Staring into the past from my stance in the future, I realize that these three twenty-something sisters are poised on a cusp of transformation. The Great Depression then World War II will buffet them like a great wave, washing away this rainbow moment. But for this fragile instant their eyes shine with hope. They are mercifully unaware that Aunt Vallie will break off her engagement and have her diamond ring hammered into a pendant that she seldom wore. Aunt Lilly will marry a man she met at the Army Air Force Base and move to Texas. He will be hideously disfigured when his plane crashes and burns. She will hate having to go to work to support her children.
Mom marries a veteran who returned home on crutches because her other beaus deferentially stepped out of the way.
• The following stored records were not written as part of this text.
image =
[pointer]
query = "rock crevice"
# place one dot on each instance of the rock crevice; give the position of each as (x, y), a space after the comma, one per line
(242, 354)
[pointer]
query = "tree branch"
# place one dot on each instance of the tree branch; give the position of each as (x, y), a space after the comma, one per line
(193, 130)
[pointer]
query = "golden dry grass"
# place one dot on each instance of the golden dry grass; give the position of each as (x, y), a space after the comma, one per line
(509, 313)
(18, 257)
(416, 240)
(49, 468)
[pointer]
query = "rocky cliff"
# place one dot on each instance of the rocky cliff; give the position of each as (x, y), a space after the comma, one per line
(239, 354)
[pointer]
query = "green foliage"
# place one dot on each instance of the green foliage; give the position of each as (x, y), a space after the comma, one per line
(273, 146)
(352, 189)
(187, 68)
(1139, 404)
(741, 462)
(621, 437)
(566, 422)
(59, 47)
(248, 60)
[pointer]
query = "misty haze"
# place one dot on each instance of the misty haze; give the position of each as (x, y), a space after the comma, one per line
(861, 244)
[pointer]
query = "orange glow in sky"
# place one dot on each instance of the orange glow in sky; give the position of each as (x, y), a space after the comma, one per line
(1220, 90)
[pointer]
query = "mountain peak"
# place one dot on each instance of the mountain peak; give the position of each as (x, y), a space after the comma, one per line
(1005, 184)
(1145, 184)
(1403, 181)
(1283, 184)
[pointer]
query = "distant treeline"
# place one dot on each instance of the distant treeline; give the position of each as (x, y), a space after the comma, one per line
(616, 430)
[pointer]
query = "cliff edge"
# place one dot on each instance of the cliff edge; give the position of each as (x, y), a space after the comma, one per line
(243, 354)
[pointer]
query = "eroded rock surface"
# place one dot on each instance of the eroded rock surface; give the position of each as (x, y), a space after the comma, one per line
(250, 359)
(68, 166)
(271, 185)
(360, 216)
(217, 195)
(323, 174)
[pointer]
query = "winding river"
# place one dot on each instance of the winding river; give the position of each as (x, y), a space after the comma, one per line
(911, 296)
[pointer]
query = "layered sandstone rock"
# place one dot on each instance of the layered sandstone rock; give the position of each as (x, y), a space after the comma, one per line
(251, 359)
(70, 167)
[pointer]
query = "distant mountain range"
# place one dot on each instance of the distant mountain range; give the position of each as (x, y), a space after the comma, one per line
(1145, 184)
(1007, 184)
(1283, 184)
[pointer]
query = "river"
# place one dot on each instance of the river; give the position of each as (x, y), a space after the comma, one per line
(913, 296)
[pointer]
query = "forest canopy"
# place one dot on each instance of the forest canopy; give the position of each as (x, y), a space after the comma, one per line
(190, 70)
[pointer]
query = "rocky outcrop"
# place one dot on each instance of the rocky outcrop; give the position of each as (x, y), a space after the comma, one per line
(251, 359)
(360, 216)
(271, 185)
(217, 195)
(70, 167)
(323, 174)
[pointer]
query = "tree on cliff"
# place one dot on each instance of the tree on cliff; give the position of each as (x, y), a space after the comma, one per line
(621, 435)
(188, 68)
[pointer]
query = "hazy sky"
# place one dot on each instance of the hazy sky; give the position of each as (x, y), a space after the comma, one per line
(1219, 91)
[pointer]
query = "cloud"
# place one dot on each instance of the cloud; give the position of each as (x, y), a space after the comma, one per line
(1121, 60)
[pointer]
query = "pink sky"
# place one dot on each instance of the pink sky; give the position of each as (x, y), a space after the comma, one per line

She panicked on her wedding day when she couldn’t find her white shoes. My dad’s best man, a practical joker,
suggested they hide in the vestibule as Mom crept up the aisle, walking slower and slower, afraid she had been stood up at the altar. Another woman would have run crying from the church, but not the shy girl slumped against the faux marble background with her sisters. Aunt Vallie, her maid of honor, must have reached the altar first. Did she smile and nod to Mom, encouraging her to creep forward?
Aunt Vallie had the courage to attend Business College without a high school diploma and become a career woman before careers were fashionable. Aunt Lilly hated school. In retrospect, I believe she was broken by nuns who forced her to use her right-hand when she preferred her left. The sour taste never left her mouth. “Mama should have made me go to school,” she wailed years later. Grandma tried and failed. I don’t think Aunt Lilly ever forgave her. But she forced herself to work, to stay with a crippled husband although she had been automatically excommunicated from the Catholic Church for marrying a divorced man. “If you make your bed, you have to sleep in it.” That was the family motto.
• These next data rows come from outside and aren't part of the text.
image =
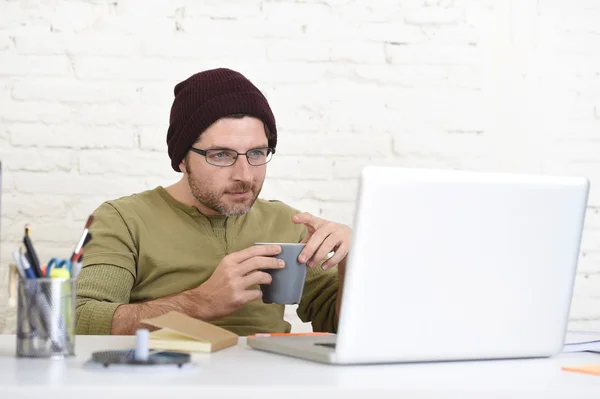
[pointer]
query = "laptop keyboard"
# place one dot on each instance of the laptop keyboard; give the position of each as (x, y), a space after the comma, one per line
(328, 345)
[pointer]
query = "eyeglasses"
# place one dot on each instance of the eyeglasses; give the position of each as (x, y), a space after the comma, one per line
(225, 157)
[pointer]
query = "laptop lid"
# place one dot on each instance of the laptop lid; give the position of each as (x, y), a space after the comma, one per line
(460, 265)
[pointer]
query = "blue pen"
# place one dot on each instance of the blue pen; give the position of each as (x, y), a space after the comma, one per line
(27, 267)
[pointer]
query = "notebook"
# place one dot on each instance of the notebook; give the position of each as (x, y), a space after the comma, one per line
(589, 369)
(181, 333)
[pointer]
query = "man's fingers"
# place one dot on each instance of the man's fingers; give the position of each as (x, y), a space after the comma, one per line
(314, 243)
(257, 278)
(261, 262)
(340, 254)
(330, 243)
(307, 219)
(251, 295)
(254, 251)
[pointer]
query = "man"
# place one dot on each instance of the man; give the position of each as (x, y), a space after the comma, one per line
(189, 247)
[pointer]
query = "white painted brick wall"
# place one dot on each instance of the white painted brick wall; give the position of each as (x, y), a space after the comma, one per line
(86, 87)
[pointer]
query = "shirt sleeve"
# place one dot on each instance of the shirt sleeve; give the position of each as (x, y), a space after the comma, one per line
(101, 289)
(319, 298)
(108, 273)
(318, 304)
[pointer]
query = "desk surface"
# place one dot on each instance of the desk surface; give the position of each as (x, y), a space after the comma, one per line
(241, 372)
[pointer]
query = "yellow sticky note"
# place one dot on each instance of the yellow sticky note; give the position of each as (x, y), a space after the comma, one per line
(593, 369)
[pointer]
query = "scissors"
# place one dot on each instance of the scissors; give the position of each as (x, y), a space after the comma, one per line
(58, 268)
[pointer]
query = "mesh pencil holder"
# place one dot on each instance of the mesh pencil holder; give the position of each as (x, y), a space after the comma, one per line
(46, 317)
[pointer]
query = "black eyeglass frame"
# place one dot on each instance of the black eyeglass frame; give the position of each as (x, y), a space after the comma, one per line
(270, 151)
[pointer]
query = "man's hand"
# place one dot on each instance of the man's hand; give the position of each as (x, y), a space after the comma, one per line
(323, 237)
(227, 289)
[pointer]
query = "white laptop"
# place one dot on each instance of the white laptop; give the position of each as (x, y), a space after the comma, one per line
(453, 265)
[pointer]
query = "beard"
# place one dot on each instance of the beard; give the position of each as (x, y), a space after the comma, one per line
(214, 199)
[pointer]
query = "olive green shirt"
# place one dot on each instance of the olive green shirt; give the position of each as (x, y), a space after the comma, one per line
(148, 245)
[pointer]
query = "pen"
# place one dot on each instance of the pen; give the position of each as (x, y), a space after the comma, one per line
(81, 242)
(309, 334)
(31, 255)
(23, 266)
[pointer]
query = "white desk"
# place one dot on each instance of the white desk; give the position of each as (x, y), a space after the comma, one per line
(241, 372)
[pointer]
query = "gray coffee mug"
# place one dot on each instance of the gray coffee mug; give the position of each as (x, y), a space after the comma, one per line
(288, 283)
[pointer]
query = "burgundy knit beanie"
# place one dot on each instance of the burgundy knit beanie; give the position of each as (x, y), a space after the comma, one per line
(207, 96)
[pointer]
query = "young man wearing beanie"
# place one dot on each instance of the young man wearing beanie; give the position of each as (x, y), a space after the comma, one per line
(189, 247)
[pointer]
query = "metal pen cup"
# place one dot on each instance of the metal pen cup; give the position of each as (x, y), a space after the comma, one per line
(46, 317)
In the end Aunt Lilly had a few good years and a taste of heaven. She retired, lounged on her French provincial furniture watching her favorite soap operas, ignoring the
canker pains nibbling at her intestines although she could have gone to a doctor—she had good insurance.
Aunt Vallie masked the growing tumor in her kidney with Bufferin until she was too sick to move. By then her cancer had spread. What you don’t know can hurt you.
After Dad died Mom got a dog to keep her company. She travelled as much as possible until she misplaced her mind, along with her good jewelry, but she still managed to outlive everyone.
She’s still alive today. Her face looks out at me from my mirror as I metamorphose into her little by little. Soon I will become her entirely.